It's a question from HW:
Suppose we have $ \Phi:\mathbb{R}^p \to \mathbb{R}^\infty $ that satisfies:
$$ \Phi\left(x\right)^{T}\Phi\left(y\right)=\exp\left(-\frac{\left\Vert x-y\right\Vert ^{2}}{2\sigma^{2}}\right) $$ Find $ \Phi $.
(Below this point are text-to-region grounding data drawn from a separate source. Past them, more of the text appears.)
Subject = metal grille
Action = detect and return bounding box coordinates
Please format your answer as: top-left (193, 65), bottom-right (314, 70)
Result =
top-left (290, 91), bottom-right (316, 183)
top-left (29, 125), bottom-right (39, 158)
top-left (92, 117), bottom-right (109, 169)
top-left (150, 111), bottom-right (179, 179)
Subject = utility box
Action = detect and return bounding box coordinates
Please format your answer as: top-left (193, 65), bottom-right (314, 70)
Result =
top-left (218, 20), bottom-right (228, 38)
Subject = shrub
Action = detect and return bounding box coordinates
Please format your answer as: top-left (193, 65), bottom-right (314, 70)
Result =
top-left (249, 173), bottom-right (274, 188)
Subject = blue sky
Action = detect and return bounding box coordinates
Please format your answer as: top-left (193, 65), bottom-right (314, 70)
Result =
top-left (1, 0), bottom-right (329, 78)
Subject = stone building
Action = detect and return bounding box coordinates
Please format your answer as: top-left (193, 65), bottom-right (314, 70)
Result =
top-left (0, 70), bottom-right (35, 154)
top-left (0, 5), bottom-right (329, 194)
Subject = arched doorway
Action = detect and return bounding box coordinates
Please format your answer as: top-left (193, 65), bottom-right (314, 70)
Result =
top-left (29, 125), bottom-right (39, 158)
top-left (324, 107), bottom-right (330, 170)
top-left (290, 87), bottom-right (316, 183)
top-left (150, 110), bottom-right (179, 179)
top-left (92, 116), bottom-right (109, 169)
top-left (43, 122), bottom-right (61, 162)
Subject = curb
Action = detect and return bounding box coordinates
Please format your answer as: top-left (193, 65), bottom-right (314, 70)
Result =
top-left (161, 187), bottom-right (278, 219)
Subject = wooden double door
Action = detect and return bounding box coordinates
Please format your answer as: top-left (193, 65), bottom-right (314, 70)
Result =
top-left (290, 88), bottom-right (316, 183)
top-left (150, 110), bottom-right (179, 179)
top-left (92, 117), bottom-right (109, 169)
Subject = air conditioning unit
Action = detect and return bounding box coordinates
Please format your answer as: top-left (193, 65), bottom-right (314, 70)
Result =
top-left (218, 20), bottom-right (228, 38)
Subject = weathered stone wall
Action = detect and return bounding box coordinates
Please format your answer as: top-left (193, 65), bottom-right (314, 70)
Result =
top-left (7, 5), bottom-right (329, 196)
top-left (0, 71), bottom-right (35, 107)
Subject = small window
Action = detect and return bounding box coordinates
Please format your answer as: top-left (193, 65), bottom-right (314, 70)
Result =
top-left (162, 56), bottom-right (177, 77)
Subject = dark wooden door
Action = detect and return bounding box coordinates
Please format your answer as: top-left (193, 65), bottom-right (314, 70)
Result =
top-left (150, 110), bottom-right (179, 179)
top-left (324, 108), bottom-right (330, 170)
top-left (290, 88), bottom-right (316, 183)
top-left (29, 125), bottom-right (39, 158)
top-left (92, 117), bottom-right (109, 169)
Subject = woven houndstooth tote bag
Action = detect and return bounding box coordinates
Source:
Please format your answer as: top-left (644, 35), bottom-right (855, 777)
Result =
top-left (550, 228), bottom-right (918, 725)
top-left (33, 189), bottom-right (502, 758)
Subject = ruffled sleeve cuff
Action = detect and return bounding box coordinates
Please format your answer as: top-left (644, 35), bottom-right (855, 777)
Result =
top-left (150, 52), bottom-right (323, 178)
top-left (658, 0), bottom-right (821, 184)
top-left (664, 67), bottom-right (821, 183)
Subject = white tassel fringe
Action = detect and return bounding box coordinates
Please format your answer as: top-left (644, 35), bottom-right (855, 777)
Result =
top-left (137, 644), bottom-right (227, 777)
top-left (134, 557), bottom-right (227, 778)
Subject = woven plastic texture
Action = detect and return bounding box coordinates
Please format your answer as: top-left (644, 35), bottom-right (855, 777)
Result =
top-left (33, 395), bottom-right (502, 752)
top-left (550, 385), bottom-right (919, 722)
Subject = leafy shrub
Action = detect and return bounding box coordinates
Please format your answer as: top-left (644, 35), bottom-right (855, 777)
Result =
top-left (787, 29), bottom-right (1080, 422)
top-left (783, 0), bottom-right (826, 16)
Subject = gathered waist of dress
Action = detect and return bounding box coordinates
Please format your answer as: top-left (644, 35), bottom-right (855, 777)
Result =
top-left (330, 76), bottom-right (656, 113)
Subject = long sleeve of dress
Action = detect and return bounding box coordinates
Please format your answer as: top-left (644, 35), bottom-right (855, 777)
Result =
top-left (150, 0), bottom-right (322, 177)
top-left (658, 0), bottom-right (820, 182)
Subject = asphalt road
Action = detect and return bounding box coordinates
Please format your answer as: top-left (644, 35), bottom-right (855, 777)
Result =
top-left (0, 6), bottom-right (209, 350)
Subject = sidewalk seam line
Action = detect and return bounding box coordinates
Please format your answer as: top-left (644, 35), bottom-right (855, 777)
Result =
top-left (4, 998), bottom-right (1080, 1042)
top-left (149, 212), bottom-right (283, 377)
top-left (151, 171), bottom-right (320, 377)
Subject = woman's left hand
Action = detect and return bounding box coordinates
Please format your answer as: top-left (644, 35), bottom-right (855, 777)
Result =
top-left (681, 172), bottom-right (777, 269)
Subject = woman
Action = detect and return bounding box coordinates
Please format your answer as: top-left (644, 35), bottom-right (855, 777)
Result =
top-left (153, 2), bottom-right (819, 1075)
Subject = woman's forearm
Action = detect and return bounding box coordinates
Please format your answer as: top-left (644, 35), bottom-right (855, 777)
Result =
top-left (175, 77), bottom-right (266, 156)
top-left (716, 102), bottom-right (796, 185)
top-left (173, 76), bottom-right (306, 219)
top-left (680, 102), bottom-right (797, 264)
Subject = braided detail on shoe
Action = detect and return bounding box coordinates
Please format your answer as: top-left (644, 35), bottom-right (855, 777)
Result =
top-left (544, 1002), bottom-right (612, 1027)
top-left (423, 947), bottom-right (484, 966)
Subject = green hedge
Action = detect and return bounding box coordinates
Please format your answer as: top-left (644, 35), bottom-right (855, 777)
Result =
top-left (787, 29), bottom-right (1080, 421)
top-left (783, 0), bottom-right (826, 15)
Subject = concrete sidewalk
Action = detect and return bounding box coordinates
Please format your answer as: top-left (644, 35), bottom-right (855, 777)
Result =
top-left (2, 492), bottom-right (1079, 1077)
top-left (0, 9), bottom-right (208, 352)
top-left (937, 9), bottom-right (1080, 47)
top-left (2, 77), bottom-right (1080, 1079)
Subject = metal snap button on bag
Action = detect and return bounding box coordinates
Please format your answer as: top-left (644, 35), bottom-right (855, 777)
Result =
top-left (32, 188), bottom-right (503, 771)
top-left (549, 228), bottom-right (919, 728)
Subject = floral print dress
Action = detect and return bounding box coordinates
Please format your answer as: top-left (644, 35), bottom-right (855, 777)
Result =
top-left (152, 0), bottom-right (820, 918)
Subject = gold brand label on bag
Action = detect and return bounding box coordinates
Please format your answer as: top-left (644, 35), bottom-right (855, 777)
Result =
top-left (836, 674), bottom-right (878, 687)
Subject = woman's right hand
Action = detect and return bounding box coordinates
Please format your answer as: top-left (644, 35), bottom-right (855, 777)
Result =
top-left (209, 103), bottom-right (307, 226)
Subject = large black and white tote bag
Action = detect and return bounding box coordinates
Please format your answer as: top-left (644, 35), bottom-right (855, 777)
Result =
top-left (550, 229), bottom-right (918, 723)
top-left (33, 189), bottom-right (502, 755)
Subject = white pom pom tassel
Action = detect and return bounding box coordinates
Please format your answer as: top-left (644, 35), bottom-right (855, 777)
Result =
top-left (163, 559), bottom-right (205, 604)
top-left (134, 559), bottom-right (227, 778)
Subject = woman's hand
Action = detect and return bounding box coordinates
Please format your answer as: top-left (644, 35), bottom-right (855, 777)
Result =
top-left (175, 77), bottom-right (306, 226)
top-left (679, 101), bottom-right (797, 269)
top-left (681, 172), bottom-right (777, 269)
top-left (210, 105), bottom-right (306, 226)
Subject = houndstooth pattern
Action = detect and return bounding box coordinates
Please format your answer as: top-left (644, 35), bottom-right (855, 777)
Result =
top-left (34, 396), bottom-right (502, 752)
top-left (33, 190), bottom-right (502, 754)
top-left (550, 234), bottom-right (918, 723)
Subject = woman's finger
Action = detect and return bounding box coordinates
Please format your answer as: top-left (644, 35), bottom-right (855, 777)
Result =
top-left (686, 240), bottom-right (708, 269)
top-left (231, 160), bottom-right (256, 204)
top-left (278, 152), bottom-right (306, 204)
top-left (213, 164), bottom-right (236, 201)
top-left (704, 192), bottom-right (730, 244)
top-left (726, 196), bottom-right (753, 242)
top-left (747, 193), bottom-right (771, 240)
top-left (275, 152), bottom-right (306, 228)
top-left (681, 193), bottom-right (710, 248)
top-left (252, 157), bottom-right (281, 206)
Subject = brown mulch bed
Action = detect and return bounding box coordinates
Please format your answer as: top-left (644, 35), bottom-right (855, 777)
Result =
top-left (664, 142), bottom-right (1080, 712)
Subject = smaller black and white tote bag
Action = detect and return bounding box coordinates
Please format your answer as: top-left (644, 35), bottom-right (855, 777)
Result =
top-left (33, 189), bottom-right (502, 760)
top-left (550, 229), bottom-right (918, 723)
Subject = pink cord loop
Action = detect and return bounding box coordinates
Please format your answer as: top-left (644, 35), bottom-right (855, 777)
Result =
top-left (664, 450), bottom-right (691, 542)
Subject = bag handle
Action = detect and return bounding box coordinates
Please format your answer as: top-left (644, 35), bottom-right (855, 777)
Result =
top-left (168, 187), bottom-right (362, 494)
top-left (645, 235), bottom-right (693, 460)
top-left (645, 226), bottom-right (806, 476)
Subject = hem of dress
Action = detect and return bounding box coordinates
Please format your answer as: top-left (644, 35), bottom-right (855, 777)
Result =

First I noticed that $ \Phi(x)^T\Phi(x) = \exp(0) = 1 $. Than I substituted $ x = 0 $ and I got:
$ \Phi\left(0\right)^{T}\Phi\left(y\right)=\exp\left(-\frac{\left\Vert y\right\Vert ^{2}}{2\sigma^{2}}\right) $
Hence:
$ \Phi\left(y\right)=\Phi\left(0\right)\Phi\left(0\right)^{T}\Phi\left(y\right)=\Phi\left(0\right)\exp\left(-\frac{\left\Vert y\right\Vert ^{2}}{2\sigma^{2}}\right) $
It seems right to me but when I checked my self I found:
$ \Phi\left(x\right)^{T}\Phi\left(y\right) = \exp\left(-\frac{\left\Vert x\right\Vert ^{2}}{2\sigma^{2}}\right)\exp\left(-\frac{\left\Vert y\right\Vert ^{2}}{2\sigma^{2}}\right) = \exp\left(-\frac{\left\Vert x-y\right\Vert ^{2}}{2\sigma^{2}}-\frac{2x^{T}y}{2\sigma^{2}}\right) = \exp\left(-\frac{2x^{T}y}{2\sigma^{2}}\right)\Phi\left(x\right)^{T}\Phi\left(y\right) $.
which is not the original condition.
Not an answer, just an extended comment.
Call $q(x) = \exp(-\frac{1}{2\sigma^{2}}||x||^2)$. In the case of $p=1$, $\exp(\langle x,y \rangle / \sigma^2) = \sum_n \frac{(xy)^n}{n!\sigma^{2n}}$. Define the sequence $\Phi(x) = \left\{ \frac{q(x)x^n}{\sigma^n\sqrt{n!}} \right\}_{n=0}^{\infty}$. Then $\langle \Phi(x), \Phi(y) \rangle = \exp\left(-\frac{\left\Vert x-y\right\Vert ^{2}}{2\sigma^{2}}\right)$. It only works nicely like this I think for $p=1$.
Basically, you would need the $x$ and $y$ components to separate in $\langle x,y \rangle^n$ terms of the taylor expansion of $\exp(\langle x,y \rangle / \sigma^2)$. This doesn't really work for $p\gt 1$, which means the vector space of sequences of $p$-vectors is only the right space to look in the easy case of $p=1$.